Samsung’s Galaxy S7 packs a variety of new features and capabilities, as well as some returning favorites, like a microSD slot. One of the more interesting aspects of the announcement, however, was Samsung’s declaration that the S7 would use liquid cooling. Typically, liquid cooling conjures images of an external radiator block and liquid reservoir, or at least an integrated close-loop liquid cooler (CLLC).

What Samsung is actually using is known as a heat pipe — and while it does involve a tiny bit of liquid, it’s not “liquid cooling” as we commonly use the term. Since smartphones don’t include fans, the SoC’s cooling performance is limited to how much heat its passive cooler can dissipate.

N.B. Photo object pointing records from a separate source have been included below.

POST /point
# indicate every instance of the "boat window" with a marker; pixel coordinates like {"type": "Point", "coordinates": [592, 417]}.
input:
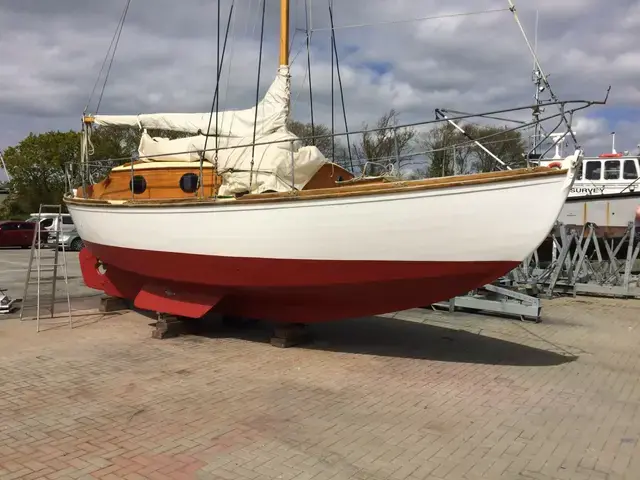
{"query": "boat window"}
{"type": "Point", "coordinates": [612, 170]}
{"type": "Point", "coordinates": [593, 170]}
{"type": "Point", "coordinates": [138, 184]}
{"type": "Point", "coordinates": [189, 183]}
{"type": "Point", "coordinates": [630, 171]}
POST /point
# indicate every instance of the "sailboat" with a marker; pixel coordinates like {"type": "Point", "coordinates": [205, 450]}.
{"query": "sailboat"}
{"type": "Point", "coordinates": [263, 227]}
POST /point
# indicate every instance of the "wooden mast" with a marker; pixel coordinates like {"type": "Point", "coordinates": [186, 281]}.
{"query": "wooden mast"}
{"type": "Point", "coordinates": [284, 32]}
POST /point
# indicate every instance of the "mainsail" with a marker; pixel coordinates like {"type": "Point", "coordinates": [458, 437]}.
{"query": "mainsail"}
{"type": "Point", "coordinates": [273, 163]}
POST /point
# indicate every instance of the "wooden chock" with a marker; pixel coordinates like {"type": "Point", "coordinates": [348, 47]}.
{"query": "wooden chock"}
{"type": "Point", "coordinates": [110, 304]}
{"type": "Point", "coordinates": [290, 335]}
{"type": "Point", "coordinates": [167, 326]}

Tablets often have ventilation holes, even if they lack fans, but phones typically lack them. Apple uses layers of graphite applied to its processors and modem, as shown in the image below.


There comes a point, however, when a material layer alone isn’t sufficient. Microsoft also used a liquid cooler for the Lumia 950 and 950XL when it launched those devices, and we aren’t surprised to see Samsung following suit.

How a heat pipe works

Heat pipes use evaporative cooling and a tiny amount of fluid — typically water — to offer superior cooling performance compared with using an equivalent amount of solid copper. A tiny amount of fluid is sealed within a pipe, with part of the pipe positioned over the components to be cooled.


As the temperature within the pipe rises, the water inside the pipe vaporizes. Since the vapor can’t escape the system, it travels into the “cool” side of the heat pipe, transitions back into a liquid, and flows down to the “warm” side again. The GIF below, courtesy of Wikipedia, shows how water is heated at the bottom of a heat pipe, rises to the top, cools back to a liquid, and returns to the bottom of the heatsink.


Heat pipes don’t just outperform a solid block of copper; they also weigh less, since the pipe itself is hollow. Websites that refer to this as “liquid” cooling are playing a bit with the truth — it’s a technology we’ve used in CPU coolers for over a decade — but it does rely on a tiny drop of fluid inside the copper core.

No such thing as a free lunch

Smartphone companies are moving to adopt heat pipes because the technology should allow for more sustained boost clocking and steadier overall performance. Smartphone workloads are typically modeled as short cycles with long intervals of rest between them (“short and “long” are both relative to machine cycles, not human perceptions of time). The VR applications and advanced functionality that companies like Samsung and Microsoft are targeting for next-generation devices make this approach a smart one, and I suspect the heat pipe exists partly because Samsung has more aggressive plans for VR content than it did a year ago. That’s also why pre-orders in the US and UK will receive a free Gear VR.


The other advantage of a heat pipe is that Samsung can position it to cool particular hot spots on the SoC die. While the entire system would still benefit from integrating a heat sink, even a heat pipe alone can improve performance compared to the graphite method Apple uses, whereas a copper plate would be too heavy. There are similarities to this approach and Intel’s use of Turbo Boost — the smartphone cooler can deliver increased performance until the heat pipe becomes too hot to allow it. Turbo Boost is designed to give x86 CPUs a similar advantage by allowing the CPU to hit higher-than-normal clocks for short periods until it exceeds a pre-programmed TDP or thermal trip point.

Expect to see more techniques like this used on SoCs as high-performance demand continues to grow. Large phones bought the industry a temporary breather, since bigger devices have more thermal dissipation space and allow for larger batteries, but the three-way fight between device thickness, performance, and battery life can’t have three winners.

Oculus has announced that anyone who pre-orders a Galaxy S7 and receives their free Gear VR will also be eligible to download six VR games with an estimated value of $50. Bundles will vary by carrier; specific information is not available at this time.